3 shippers settle charges of U.S. export control violations
The U.S. Commerce Department said Metric Equipment Sales of Hayward, Calif., has agreed to settle criminal and civil charges that it illegally exported oscilloscopes from the United States to Israel.
On March 21, Metric pled guilty to one felony count of violating the International Emergency Economic Powers Act by exporting an oscilloscope to Israel without a license. The Commerce Department’s Bureau of Industry and Security (BIS) controls the export of these devices for nuclear nonproliferation and antiterrorism purposes. Metric was sentenced to pay a criminal fine of $50,000, placed on three years probation and ordered to serve 250 hours of community service.
In a related administrative case, Metric agreed to pay BIS a $150,000 civil penalty, and to a suspended five year denial of its export privileges under the Export Administration Regulations. Metric also will perform an audit of its internal export compliance program and forward the results to BIS’s Office of Export Enforcement. BIS suspended the five-year denial of export privileges provide that Metric commits no more violations.
BIS charged that during January-December 2001, Metric committed 31 violations of the Export Administration Regulations. BIS alleged that Metric committed 10 violations by exporting items without the required licenses, 10 violations by transferring items with the knowledge that a violation of the Export Administration Regulations, and 11 violations by making false statements on shipper’s export declarations.
In another case, Medi-Link International in the United Kingdom agreed to pay a $17,500 administrative penalty to settle charges that it failed to comply with reporting and record keeping requirements in violation of the Export Administration Regulations.
BIS charged that between June 15, 1999, and Aug. 15, 2002, Medi-Link failed to maintain the required paperwork for seven transactions subject to the regulations. The Export Administration Regulations require that certain export control records be kept for a period of five years.
Teledyne Energy Systems of Hunt Valley, Md., agreed to pay a $16,500 civil penalty to settle charges that it exported power plant technical data to an organization in India in violation of the Export Administration Regulations.

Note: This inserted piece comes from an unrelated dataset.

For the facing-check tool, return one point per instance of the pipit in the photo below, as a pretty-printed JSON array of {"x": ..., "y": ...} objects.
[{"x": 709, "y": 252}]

BIS charged that on three occasions in 1999 and 2000, Teledyne illegally exported technical information on proposed power plants from United States to Bharat Heavy Electricals Ltd. in New Delhi without the required licenses. At the time of the export, the Indian company was the BIS’s Entity List, which is a compilation of end users who pose a risk of diverting technology to weapons programs.
BIS said Teledyne voluntarily self-disclosed the violations and cooperated fully in the investigation.